Abertas as urnas, a ministra Cármen Lúcia, do STF, que foi escolhida presidente do TSE em 2024, lamentou não ter havido mais mulheres eleitas nas cidades brasileiras. Ao mesmo tempo, um levantamento publicado na imprensa burguesa revelou que quatro em cada cinco das que se elegeram, ou 80%, são de direita. Quem pensou que a introdução das “cotas de gênero”, que obrigam os partidos a apresentar, no mínimo, 30% de candidaturas femininas, fosse uma política progressista, a esta altura, deve estar decepcionado.
O caminho natural para se tornar uma candidata é militar em um partido político, participar das atividades partidárias no dia a dia. Rigorosamente, não seria necessário que um tribunal fizesse exigência de número de mulheres no pleito, submetendo partidos a algum tipo de punição em caso de descumprimento da regra, como ocorre hoje. Esse tipo de norma, a despeito de ser uma ingerência nos partidos, provoca distorções.
O alegado motivo da resolução seria fazer a mulher avançar na conquista de espaços, o que, dito dessa maneira, parece uma medida progressista. O problema é que “ser mulher” não é o mesmo que “ser progressista”, daí o paradoxo. A coisa se repete com gays e transexuais, porque orientação sexual não faz da pessoa “progressista”. Aliás, os candidatos LGBTQIAPN+, em geral, são adeptos do identitarismo, que é um braço da política neoliberal.
Não há como negar que o resultado da eleição mostrou o avanço da direita no país; na esquerda pequeno-burguesa, as análises oscilam entre a recusa a enxergar isso e a queixa de que o povo é reacionário, conservador, fascista… Talvez a ausência de uma esquerda realmente de esquerda, que não seja tributária de modismos norte-americanos do tipo “cultura woke”, esteja pavimentando o caminho da direita.
A principal contribuição do identitarismo, uma política da direita “civilizada” que capturou a esquerda pequeno-burguesa, é justamente o fortalecimento da extrema direita. De certa forma, o fenômeno Pablo Marçal reflete isso. Ao dizer que todos os outros candidatos eram “comunistas”, de algum modo, ele estava denunciando a homogeneidade entre eles, todos identitários e defensores das instituições democráticas etc. etc. etc. Tirante o uso do termo “comunista”, a percepção dele não é descabida.

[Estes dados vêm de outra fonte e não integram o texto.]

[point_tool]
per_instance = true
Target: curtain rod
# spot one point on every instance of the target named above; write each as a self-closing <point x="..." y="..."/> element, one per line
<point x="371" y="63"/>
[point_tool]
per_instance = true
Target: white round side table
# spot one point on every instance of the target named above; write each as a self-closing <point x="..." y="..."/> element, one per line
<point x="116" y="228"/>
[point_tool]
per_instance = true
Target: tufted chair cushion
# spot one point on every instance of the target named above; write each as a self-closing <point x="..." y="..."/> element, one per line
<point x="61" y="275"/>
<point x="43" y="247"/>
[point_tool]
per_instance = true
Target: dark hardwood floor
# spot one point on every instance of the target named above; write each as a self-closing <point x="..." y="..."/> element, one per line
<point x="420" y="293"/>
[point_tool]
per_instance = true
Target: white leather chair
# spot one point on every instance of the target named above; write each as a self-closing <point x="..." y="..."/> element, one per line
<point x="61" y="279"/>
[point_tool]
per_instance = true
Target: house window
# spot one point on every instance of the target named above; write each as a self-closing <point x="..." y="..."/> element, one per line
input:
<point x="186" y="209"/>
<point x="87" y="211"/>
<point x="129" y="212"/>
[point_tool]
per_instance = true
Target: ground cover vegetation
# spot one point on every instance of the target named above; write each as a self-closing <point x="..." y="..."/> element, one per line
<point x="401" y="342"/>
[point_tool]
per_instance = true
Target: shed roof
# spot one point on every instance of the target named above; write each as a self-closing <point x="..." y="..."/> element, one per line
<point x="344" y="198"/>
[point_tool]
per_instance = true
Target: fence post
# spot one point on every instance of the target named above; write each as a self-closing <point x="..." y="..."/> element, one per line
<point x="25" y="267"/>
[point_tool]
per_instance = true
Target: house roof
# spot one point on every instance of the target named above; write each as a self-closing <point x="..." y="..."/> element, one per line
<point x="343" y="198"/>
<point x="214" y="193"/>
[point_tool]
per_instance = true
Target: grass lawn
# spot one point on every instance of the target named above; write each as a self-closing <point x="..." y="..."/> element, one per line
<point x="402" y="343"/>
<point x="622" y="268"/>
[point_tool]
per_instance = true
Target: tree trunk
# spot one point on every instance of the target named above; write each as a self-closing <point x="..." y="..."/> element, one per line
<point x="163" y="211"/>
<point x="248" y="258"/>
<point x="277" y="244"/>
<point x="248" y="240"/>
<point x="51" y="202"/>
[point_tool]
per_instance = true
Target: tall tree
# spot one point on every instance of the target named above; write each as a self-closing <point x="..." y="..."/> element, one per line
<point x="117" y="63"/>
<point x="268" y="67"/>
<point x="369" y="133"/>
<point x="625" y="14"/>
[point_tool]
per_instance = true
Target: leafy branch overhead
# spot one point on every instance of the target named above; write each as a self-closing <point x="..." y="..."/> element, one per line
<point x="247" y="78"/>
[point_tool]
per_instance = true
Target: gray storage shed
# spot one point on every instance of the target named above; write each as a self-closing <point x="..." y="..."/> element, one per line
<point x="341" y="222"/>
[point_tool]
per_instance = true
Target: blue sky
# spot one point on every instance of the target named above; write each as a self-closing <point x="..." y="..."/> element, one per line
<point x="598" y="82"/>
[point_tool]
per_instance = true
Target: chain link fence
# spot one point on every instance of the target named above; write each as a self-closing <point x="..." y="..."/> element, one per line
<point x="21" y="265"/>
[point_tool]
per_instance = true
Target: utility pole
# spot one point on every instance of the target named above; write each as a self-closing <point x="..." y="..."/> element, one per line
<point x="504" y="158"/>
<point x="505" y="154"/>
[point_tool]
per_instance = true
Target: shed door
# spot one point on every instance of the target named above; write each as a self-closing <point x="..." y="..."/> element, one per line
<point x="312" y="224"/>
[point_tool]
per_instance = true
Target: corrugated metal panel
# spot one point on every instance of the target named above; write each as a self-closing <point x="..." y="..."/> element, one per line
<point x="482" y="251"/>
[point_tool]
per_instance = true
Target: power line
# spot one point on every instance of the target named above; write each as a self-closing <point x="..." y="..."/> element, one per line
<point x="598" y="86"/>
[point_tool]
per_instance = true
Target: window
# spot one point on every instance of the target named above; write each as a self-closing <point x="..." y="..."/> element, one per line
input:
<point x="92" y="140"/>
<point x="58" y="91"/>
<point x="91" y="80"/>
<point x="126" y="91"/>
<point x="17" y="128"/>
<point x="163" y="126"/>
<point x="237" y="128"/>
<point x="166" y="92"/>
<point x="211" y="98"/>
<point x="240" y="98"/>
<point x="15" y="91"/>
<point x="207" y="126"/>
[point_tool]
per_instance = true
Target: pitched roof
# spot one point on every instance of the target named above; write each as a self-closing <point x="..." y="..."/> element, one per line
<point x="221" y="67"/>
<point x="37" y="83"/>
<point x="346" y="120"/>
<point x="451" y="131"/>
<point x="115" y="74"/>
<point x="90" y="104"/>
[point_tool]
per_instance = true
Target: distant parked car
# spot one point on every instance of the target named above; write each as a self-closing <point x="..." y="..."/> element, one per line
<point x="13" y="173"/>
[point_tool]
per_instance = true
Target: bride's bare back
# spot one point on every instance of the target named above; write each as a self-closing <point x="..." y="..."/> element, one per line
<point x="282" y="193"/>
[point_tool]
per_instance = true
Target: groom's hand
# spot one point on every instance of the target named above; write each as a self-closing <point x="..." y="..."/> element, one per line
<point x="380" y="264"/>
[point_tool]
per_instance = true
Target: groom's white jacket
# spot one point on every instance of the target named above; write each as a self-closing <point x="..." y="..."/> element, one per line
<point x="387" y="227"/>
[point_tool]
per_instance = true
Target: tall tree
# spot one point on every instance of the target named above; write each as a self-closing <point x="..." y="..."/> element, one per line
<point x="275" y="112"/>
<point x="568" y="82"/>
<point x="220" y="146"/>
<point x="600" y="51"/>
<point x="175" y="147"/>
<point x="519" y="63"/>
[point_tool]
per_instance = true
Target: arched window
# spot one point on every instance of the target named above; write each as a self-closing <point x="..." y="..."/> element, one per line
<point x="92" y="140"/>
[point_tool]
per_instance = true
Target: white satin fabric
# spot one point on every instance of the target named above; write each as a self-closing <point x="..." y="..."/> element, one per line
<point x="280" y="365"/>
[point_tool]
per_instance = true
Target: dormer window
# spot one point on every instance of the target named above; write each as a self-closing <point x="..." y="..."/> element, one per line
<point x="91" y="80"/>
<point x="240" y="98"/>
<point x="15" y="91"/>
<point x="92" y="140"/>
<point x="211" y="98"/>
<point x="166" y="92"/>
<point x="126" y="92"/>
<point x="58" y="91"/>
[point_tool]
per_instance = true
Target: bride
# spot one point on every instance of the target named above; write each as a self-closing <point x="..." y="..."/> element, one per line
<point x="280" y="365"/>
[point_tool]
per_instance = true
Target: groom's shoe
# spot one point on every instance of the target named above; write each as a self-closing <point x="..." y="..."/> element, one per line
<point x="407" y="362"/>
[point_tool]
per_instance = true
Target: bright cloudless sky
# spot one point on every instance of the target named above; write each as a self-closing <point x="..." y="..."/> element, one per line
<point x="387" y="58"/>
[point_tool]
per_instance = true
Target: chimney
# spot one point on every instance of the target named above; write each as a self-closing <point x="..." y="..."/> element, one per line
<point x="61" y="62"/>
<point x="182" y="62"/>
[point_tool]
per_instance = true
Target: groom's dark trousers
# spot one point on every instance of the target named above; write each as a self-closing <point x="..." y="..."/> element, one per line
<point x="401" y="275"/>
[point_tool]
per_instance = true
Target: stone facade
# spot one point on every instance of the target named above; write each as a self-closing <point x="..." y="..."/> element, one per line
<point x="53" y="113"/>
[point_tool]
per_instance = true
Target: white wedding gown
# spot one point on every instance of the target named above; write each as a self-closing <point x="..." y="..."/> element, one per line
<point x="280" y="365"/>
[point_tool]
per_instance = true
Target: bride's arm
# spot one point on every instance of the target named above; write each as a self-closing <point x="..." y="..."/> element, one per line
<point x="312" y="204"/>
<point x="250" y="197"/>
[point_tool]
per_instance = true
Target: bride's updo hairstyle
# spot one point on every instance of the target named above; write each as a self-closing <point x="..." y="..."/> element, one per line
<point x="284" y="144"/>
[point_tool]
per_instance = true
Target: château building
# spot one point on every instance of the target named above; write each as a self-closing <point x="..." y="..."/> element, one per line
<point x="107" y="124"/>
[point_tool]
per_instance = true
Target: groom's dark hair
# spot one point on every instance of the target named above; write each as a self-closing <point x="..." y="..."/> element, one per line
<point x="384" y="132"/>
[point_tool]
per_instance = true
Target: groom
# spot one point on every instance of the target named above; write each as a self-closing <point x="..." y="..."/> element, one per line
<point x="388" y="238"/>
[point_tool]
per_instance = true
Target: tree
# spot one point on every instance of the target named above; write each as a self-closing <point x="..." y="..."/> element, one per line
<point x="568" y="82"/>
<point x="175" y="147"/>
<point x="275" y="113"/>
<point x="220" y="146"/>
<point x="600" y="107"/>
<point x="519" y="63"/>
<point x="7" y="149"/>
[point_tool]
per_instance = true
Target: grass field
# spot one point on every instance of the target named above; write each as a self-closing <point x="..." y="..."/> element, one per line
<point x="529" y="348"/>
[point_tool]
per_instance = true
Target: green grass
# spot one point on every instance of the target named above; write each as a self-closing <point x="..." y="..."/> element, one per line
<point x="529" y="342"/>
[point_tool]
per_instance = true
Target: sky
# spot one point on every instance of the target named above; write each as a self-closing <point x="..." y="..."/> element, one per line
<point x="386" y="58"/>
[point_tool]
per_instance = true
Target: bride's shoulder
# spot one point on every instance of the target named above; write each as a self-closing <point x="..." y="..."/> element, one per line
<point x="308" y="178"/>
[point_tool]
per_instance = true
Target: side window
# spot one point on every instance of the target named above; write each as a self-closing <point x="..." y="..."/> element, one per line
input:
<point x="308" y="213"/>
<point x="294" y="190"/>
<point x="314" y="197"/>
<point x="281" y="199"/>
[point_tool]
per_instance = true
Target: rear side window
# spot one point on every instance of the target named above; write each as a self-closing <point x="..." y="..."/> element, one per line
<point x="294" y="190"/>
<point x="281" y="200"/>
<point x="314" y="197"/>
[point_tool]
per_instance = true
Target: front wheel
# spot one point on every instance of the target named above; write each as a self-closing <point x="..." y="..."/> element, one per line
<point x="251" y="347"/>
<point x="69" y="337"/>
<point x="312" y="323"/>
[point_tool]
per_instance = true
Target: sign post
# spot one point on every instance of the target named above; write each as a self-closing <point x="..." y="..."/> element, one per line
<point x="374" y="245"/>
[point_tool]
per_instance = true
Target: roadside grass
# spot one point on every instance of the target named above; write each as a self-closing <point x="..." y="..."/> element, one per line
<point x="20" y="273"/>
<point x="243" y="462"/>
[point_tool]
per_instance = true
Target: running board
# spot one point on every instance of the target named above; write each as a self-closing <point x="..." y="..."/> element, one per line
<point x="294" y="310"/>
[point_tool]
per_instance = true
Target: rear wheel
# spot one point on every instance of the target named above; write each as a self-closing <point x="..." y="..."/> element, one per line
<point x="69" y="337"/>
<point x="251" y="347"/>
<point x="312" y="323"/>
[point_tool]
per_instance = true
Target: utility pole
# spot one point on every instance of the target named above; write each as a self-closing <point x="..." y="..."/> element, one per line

A principal característica da política identitária não é a defesa das minorias, como se propagandeia, mas, sim, o elogio da punição. Tudo vira lei, tudo gera punição ou, no mínimo, “cancelamento” destruição de reputação, perda de emprego ou de contratos etc. A sociedade passa a viver numa espécie de colégio interno, e todos podem ser os algozes de todos. Basta se sentir ofendido com alguma coisa.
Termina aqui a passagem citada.